Plitvice’ye doğru giderken yolda bir başka doğal güzelliğe sahip bir köye rastlıyoruz; Rastoke… Burasıda yemyeşil ağaçlar, şırıl şırıl akan şelaleler ve nefis evlerden oluşan bir yer. Slunjcica nehri burada Korana nehrine karışıyor. Yol üzerinde kısa bir ara verip burayı gezdik. Foto çekimlerimiz bitince 25 km uzaklıktaki Plitvice’ye gitmek üzere yola çıktık.

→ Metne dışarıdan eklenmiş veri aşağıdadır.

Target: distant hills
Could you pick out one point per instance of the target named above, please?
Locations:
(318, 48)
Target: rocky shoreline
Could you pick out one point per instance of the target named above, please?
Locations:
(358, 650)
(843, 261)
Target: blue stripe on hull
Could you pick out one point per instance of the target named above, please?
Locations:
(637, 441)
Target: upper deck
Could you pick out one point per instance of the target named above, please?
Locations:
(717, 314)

Plitvice’ye ilerlerken iyice bastıran yağmur bizi endişelendirmedi değil. Üzerimizde ne yağmurluk vardı ne de altına girebileceğimiz şemsiyemiz mevcuttu. Hatta parkı gezemeyeceğiz diye de hayıflandık epey. Neyseki milli park girişindeki mağazada satılan yağmurluk ve şemsiyelerden alıp tura başladık. Rehberimiz bize yağmur sebebiyle 45 dakikalık olan kısa turu yaptıracağınız söyledi. Normalde 2 saatlik ve 5-6 saatlik farklı turlar da mevcutmuş. Parka girdikten sonra ilk önce karşınıza tüm göl ve şelaleleri tepeden gören bir manzara karşılıyor.

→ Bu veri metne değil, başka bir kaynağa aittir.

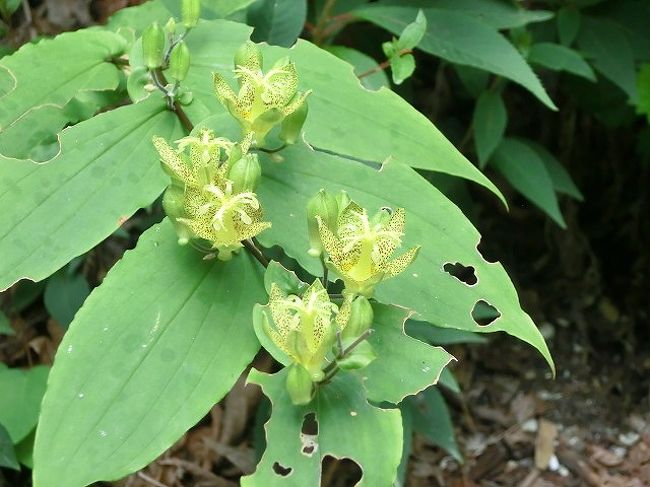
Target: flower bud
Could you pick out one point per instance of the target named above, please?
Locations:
(179, 61)
(324, 206)
(292, 124)
(299, 385)
(170, 26)
(153, 46)
(361, 317)
(190, 12)
(249, 56)
(245, 174)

İşte benim nefesim ilk orada kesildi. Burası cennet mi acaba diye düşündüm. Manzara inanılmazdı. Koyu yeşil sulara sahip göller, yemyeşil ve sonbahar renklerine bürünmüş ağaçlar ve bir yandan akan şelaleler. Şansımıza yağmurun da kesilmesiyle bu güzelliğe şahit olabildik. Aşağılara doğru inip göllerin kenarından şelalelerin döküldüğü yere kadar gittik. Sonra alt gölleri bitirip geri döndük. Yaklaşık 2 saatte alt göller turu yapmış olduk yağmur kesildiği için.

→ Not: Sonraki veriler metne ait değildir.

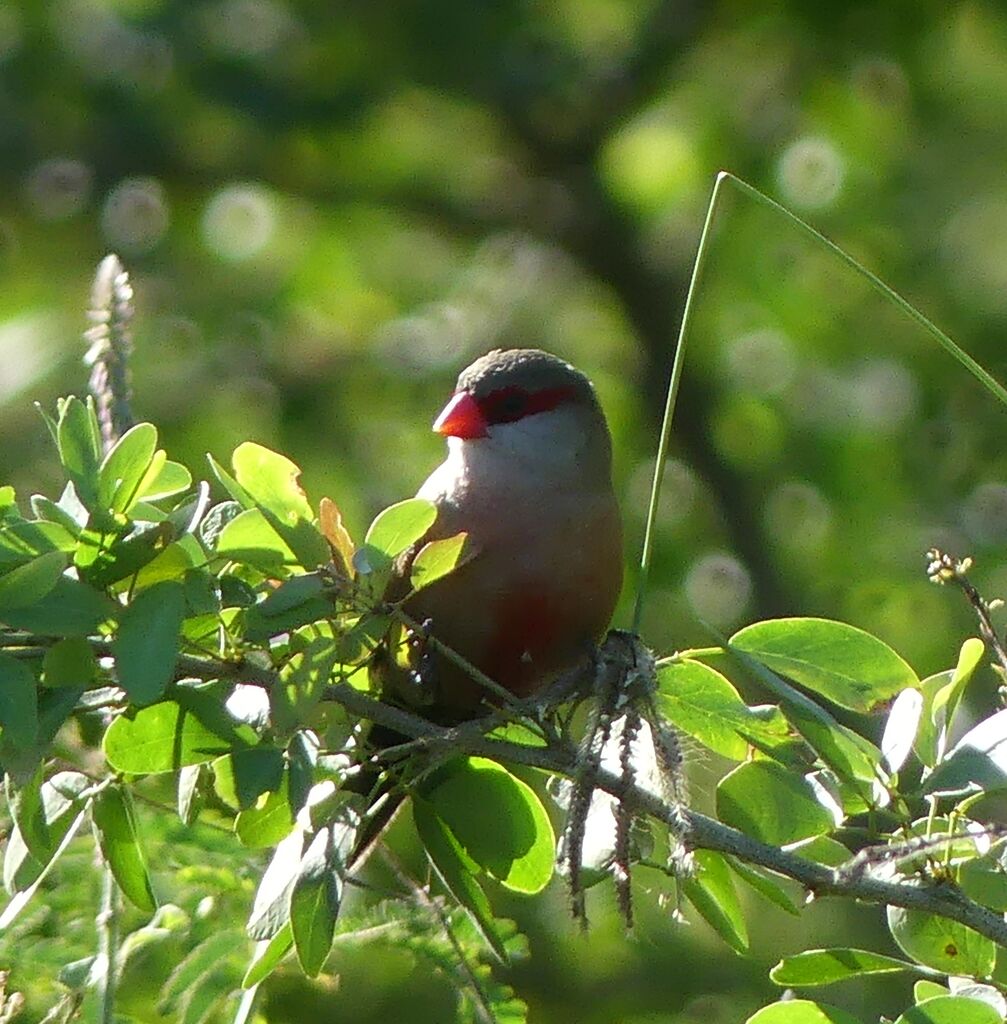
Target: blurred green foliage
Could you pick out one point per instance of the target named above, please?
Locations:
(328, 210)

Göllerin çevresinde dolaşabilmek için yapılmış olan platformlar kestane ağacından üretilmiş el yapımıymış. Toplam uzunluğu tam 8 km imiş!
Bu arada ben parkın korunmasındaki titizliğe bayıldım. Göllere girmek kesinlikle yasakmış. Her yer pırıl pırıl sular inanılmaz temiz. Kesinlike en ufak bir yapılaşma yok çevrede. İnsan gerçekten bizdeki bazı göllerin durumunu düşününce çok üzülüyor.
Bu arada ilginç bir bilgi aktarmak istiyorum. Parkteki şelalelerden birine Hırvatların ünlü opera sanatçısı Milka’nın adı verilmiş. Hatta bir anıtı da bulunuyor orada. Milka aynı zamanda İsviçre’nin ünlü çikolatasına da ismini vermiş. Çikolatanın üreticisi Milka’ya aşıkmış ancak Milka evlilik teklifini reddettiği için çok üzülmüş ama çikolataya da onun adını vermiş…
Tam turumuzun bitmesine yakın yağmur yine yağmaya başladı. Şansımıza 3-4 aydır epey kurak bir yaz geçiren Hırvatistan’a düşen ilk yağmurmuş o günkü yağmur. Yani bereketimizle geldik gittiğimiz her yere.
Parkın hemen yanıbaşında bir restoran var. Licka Kuca adlı bu restoranda yöreye özel geleneksel yemekler servis ediliyor. Oldukça da sevilen bir restoran olduğu ve civardaki az sayıda restorandan biri olduğu için tıka basa doluydu gittiğimizde. Ama yağmur yüzünden ıslanan bedenlerimizi kurutabileceğimiz bir yere geldiğimiz için çok memnunduk. Bir de üzerine kuzu etli sebze çorbası, under iron diye tabir ettikleri yani demir bir kapağın altında pişirdikleri kuzu ve dana etleri ile patates kavurması ile apple strudel (peynirlisini mutlaka deneyin çünkü yöreye özel) harika gitti. Yanına da ev yapımı beyaz şarapları oh misti!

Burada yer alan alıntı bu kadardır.